Les « financements pluriannuels »  sont ainsi indispensables à l’atteinte de la neutralité carbone en 2050, répètent les experts du HCC. 

D’ici à 2030, « l’action climatique nécessitera de consacrer des financements publics et privés de 60 à 70 milliards d'euros par an tout en arrêtant les subventions aux énergies fossiles », estiment-ils, en rappelant que pour atteindre les objectifs fixés en 2030, les émissions de gaz à effet de serre devront « baisser 1,3 fois plus vite entre 2024 et 2030 que la baisse annuelle moyenne des émissions constatée entre 2019 et 2023 ».

Lois, décrets et planification prennent du retard 

Bien que « les politiques publiques connaissent des avancées significatives qui produisent des effets », l’organisme indépendant constate que « l’élaboration des dispositions législatives prend du retard alors que les concertations ont été effectuées ».

Parmi ces « textes stratégiques »  qui encadrent l’action climatique et qui n’ont « pas encore été adoptés », il pointe la stratégie nationale bas carbone, le plan national d’adaptation au changement climatique ou encore la programmation pluriannuelle de l’énergie.

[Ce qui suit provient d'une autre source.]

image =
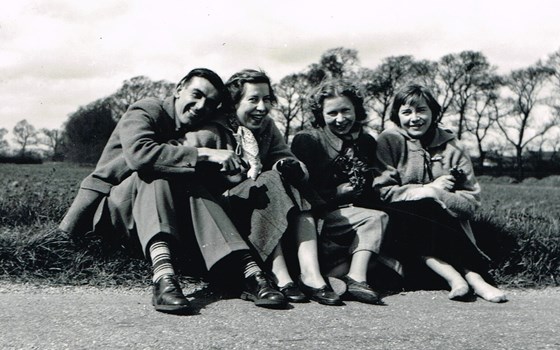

Pourtant, « l’adoption des lois, la publication des décrets, l’élaboration des documents de planification sont urgentes ». 

Prônant une « direction claire et stable », de la « lisibilité et cohérence dans le temps de l'action climatique », les experts du HCC demandent, notamment, la mise en place de « trajectoires d’incitations publiques, d’investissements verts, de renouvellement des infrastructures et de régénération des écosystèmes forestiers ».

Intensification des aléas climatiques

Le Haut Conseil rappelle, dans son rapport, combien la France est « durement touchée »  par le changement climatique et les moyens pour l’adaptation restaient « insuffisants ».

D’autant que si la baisse des émissions brutes de gaz à effet de serre en France est bien conforme à ce qui était prévu, il s’inquiète de la faible absorption du CO2 par les puits naturels, que sont par exemple les forêts.

Résultat, le second budget carbone (2019-2023) de la France ne sera « vraisemblablement pas respecté du fait de l’effondrement du puits de carbone forestier, fragilisé par le changement climatique », alors pourtant que « les émissions totales ont diminué au rythme prévu par ce budget ». 

« Malgré les efforts faits par les pouvoirs publics pour développer les politiques d’adaptation au changement climatique, les aléas climatiques s’intensifient plus rapidement que les moyens mis en œuvre pour en limiter les impacts », observe-t-il. Sans compter que le continent européen continue de se réchauffer deux fois plus rapidement que le reste du monde, devenant le continent qui se réchauffe le plus vite sur la planète.

Le Haut Conseil estime ainsi qu’il « faut accélérer la baisse des émissions d’ici à 2030 et restaurer le puits de carbone des forêts et des sols », avant de rappeler que « les besoins d’adaptation s’accroissent avec les niveaux de réchauffement et seront d’autant plus importants et coûteux qu’ils seront traités tardivement ».

Les experts mettent, par ailleurs, en garde sur un ensemble de « fragilités »  pour la trajectoire française : visibilité insuffisante du déploiement des énergies renouvelables et nucléaires, « manque de maîtrise de la demande en mobilité », faible taux de rénovations performantes des bâtiments et transition agricole insuffisante. 

Ils notent, toutefois, qu’au niveau mondial, les engagements actuels des pays sont « insuffisants »  pour respecter les objectifs de l’accord de Paris, conditions pour limiter le réchauffement en dessous de 2 °C et le plus près possible de 1,5 °C.